0

I have this (somewhat) working script that takes comments from a Reddit subreddit and insert them into a MySQL database. The spaghetti code I ended up with, however, pastes one character from each comment to each row of the database instead of one comment per row.

I have searched through but couldn't find any instance like this on previous cases. Below is a screenshot of how MySQL look like + the code snippet. enter image description here

import praw
import configReddit
import mysql.connector
import configMySQL

# ---------------- REDDIT ---------------- #
reddit = praw.Reddit(
    client_id=configReddit.client_id,
    client_secret=configReddit.client_secret,
    password=configReddit.password,
    user_agent=configReddit.user_agent,
    username=configReddit.username,
    charset='utf8mb4'
)



# ---------------- DATABASE ---------------- #

mydb = mysql.connector.connect(
  host=configMySQL.host,
  user=configMySQL.user,
  password=configMySQL.password,
  database="db_blockchainstable"
)

mycursor = mydb.cursor()
sql = "INSERT INTO test (rdtext) VALUES (%s)"

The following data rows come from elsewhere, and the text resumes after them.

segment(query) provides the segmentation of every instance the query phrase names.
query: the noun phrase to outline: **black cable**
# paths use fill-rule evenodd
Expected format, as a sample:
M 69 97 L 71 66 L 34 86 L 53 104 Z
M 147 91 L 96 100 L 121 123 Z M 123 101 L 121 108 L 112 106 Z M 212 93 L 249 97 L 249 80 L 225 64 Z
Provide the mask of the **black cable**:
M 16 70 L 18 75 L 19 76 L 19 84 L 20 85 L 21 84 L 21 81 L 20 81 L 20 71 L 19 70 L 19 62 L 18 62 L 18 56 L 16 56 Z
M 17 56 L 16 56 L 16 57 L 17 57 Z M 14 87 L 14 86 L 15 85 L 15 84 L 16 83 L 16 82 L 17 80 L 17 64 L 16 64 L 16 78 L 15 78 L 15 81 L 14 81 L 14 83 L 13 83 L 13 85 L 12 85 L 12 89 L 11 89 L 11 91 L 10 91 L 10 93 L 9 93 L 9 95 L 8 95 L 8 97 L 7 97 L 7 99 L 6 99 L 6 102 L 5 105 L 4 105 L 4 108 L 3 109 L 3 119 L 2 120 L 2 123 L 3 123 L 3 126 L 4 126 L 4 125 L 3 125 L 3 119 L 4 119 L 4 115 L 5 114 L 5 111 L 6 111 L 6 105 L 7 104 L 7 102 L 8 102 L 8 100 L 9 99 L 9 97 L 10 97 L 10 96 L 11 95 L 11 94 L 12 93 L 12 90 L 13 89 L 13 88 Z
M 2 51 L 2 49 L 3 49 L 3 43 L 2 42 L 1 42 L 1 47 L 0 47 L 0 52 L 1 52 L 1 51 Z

# ---------------- EXE ---------------- #

for comment in reddit.subreddit("news").stream.comments():
    mycursor.executemany(sql, comment.body)
    mydb.commit()
    print(comment.body)

Below what the console is returning based on the print(comment.body). enter image description here

Also, if I change mycursor.executemany(sql, db) to mycursor.execute(sql, db) I get this error:

enter image description here

If I wrap %s in ' ' --> '%s' the database records %s as value (see below).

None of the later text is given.